If we say "statements are resources", then you are saying the part is the
whole.  I think that will entail some serious confusion.

On the other hand, we could identify each particular statement in the
context of the node in which it is a part.  For example:

t1    [s1, p1, o1]
t2    [s1, p2, o2]

Now we can point out particular statements with the same force that we point
out particular nodes.  Permitting things like:

t3 [s2, p3, t1]
t4 [s2, p4, o3]

If our attention is on t3 and we advance to its object, we end up on t1 in
the node identified by s1.

But what if we allow a statement identifier to stand like a resource
identifier as the subject of a node?  For instance the following:

t5 [t1, p5, o4]
t6 [t1, p6, o5]

Now if our attention is on t3 and we advance to its object where do we end
up?  It's ambiguous.  We could either be on the node consisting of {t5, t6}
or we could be on the statement itself {t1} in the node consisting of {t1,
t2}.   I hope we don't allow this ambiguity.

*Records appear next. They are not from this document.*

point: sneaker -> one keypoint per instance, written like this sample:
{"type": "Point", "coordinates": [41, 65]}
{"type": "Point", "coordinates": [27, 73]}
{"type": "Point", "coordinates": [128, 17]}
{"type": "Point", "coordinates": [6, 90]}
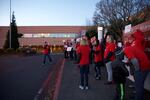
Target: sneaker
{"type": "Point", "coordinates": [97, 78]}
{"type": "Point", "coordinates": [43, 64]}
{"type": "Point", "coordinates": [81, 87]}
{"type": "Point", "coordinates": [108, 83]}
{"type": "Point", "coordinates": [86, 87]}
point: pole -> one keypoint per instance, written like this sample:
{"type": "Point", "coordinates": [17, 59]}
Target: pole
{"type": "Point", "coordinates": [10, 28]}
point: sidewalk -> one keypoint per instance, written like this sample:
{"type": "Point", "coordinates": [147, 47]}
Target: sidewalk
{"type": "Point", "coordinates": [69, 83]}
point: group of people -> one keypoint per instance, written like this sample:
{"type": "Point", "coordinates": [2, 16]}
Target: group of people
{"type": "Point", "coordinates": [115, 53]}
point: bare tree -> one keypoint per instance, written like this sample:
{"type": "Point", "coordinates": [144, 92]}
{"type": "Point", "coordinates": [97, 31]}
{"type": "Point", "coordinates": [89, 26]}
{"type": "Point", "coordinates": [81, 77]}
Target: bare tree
{"type": "Point", "coordinates": [115, 14]}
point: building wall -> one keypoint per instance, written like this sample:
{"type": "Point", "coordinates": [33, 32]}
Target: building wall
{"type": "Point", "coordinates": [41, 30]}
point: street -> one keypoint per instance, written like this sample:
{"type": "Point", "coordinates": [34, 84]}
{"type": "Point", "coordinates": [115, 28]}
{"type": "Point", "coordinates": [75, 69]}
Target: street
{"type": "Point", "coordinates": [21, 77]}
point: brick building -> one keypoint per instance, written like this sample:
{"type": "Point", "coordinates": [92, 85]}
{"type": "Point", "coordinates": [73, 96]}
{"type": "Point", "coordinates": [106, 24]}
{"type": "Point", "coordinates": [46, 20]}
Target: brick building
{"type": "Point", "coordinates": [37, 35]}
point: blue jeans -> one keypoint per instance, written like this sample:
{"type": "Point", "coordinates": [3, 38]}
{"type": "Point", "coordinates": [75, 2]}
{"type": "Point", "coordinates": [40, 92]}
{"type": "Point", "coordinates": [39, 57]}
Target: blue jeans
{"type": "Point", "coordinates": [109, 71]}
{"type": "Point", "coordinates": [49, 57]}
{"type": "Point", "coordinates": [84, 70]}
{"type": "Point", "coordinates": [98, 68]}
{"type": "Point", "coordinates": [139, 84]}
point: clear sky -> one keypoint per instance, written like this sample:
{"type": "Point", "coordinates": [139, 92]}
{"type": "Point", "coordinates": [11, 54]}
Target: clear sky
{"type": "Point", "coordinates": [48, 12]}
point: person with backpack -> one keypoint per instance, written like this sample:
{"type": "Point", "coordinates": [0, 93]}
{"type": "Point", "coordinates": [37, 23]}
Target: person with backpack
{"type": "Point", "coordinates": [120, 73]}
{"type": "Point", "coordinates": [83, 53]}
{"type": "Point", "coordinates": [97, 60]}
{"type": "Point", "coordinates": [46, 53]}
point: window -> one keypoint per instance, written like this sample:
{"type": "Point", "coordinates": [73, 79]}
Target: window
{"type": "Point", "coordinates": [51, 35]}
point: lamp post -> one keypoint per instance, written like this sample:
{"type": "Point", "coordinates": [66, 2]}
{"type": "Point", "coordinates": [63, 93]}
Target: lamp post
{"type": "Point", "coordinates": [10, 28]}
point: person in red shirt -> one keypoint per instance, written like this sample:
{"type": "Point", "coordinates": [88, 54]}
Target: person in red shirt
{"type": "Point", "coordinates": [138, 40]}
{"type": "Point", "coordinates": [141, 65]}
{"type": "Point", "coordinates": [97, 59]}
{"type": "Point", "coordinates": [46, 53]}
{"type": "Point", "coordinates": [83, 52]}
{"type": "Point", "coordinates": [109, 56]}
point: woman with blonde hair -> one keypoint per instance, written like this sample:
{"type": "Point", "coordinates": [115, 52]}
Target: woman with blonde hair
{"type": "Point", "coordinates": [83, 52]}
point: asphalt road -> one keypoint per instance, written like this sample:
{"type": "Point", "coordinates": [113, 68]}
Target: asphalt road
{"type": "Point", "coordinates": [22, 77]}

There is an easy solution:  Allow a statement identifier to be an object
only.  Treat a statement identifier just like a literal which also can only
be an object.

Strangely enough this solution only involves the following minimum change to
a [RDF-model]:

     Where pred is a property (member of Properties),
     sub is a resource (member of Resources), and obj
     is either a resource or a literal (member of Literals)
     or a statement (member of statements).

 [RDF-model] http://www.w3.org/TR/REC-rdf-syntax/#model

This means that we can objectively talk about any statement without reifying
it - when we do so we are talking about the particular triple itself in the
unique environment of the node in which it resides. This is useful for
placing triples in different contexts like Grahm is suggesting.  For
example:

[context1] --rdfc:asserts-->[t1]
[context1] --rdfc:asserts-->[t2]

Meaning it will be efficient to make statements show up only in the contexts
in which they belong:

     select statements where [context1, rdfc:asserts]

But if we want to talk about the ~meaning~ of a particular statement in its
context of utterance, then we have created a subject of that statement and
that is reification.   To do that we must needs create another order of
representation.   Like:

t7 [s3, rai:reifies, t1]
t8 [s3, rdf:type, statement]
t9 [s3, rdf:subject, s1]
t10 [s3, rdf:property, p1]
t11 [s3, rdf:object, o1]
t12 [s3, p6, o5]

Note that {t9, t10. t11} are not necessary to disambiguify our reference to
t1 but they don't hurt anything either.  Of course, t12 is the payload,
otherwise we have added no new information.   That is unless we would want
to refer from somewhere else to the ~meaning~ of the t1 in its environment
of s1.  If we want to refer to that meaning we should choose the object s3
and not the object t1.

Seth Russell
t13 says: "In RDF we must be painfully clear about that to which we refer."